Am 11. Mai 2006 fand die "APG Poster Night" statt. An dieser Veranstaltung werden die besten Strassenplakate, welche im letzten Jahr in der Schweiz kreiert und eingesetzt wurden, gekürt.

Gewonnen hat ein richtig gutes Plakat. Reduziert in der Gestaltung und mit einer klaren Botschaft.

Suva-Helm

Ausgezeichnet wurden aber auch Plakate, welche eher als Inserate funktioneren würde, nicht aber als flüchtig wahrgenommene Strassenplakate.
Die Logos der werbenden Kunden sind mikrig klein. Falls der Kunde mit diesen Tapeten nur einen Beitrag zur Stadtverschönerung leisten möchte, ist der Zweck damit erfüllt. Das dürfte aber kaum die Absicht sein. Will er die Marke in die Köpfe seiner potentiellen Kunden bringen, müsste diese auch wahrnehmbar eingesetzt werden.

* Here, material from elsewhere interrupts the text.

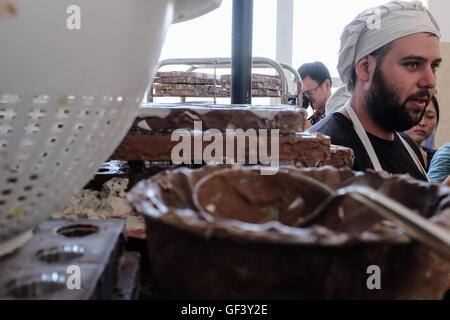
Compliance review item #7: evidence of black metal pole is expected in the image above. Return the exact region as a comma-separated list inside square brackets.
[231, 0, 253, 104]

Plakat Medecines sans Frontiere

Baileys



Suva

Noch schlechter kommts, wenn nicht mehr klar ist, für was eigentlich geworben wird. Das hier ist tolle Werbung für Twinings-Tee, aber sicher nicht für das Hotel Dolder Waldhaus.

Tee-im-Hotel

In der Jury sassen die üblichen Verdächtigen aus den Agenturen und ein Kunde. Eigentlich alles ausgewiesene Fachleute. Nur die Zielgruppe war nicht vertreten.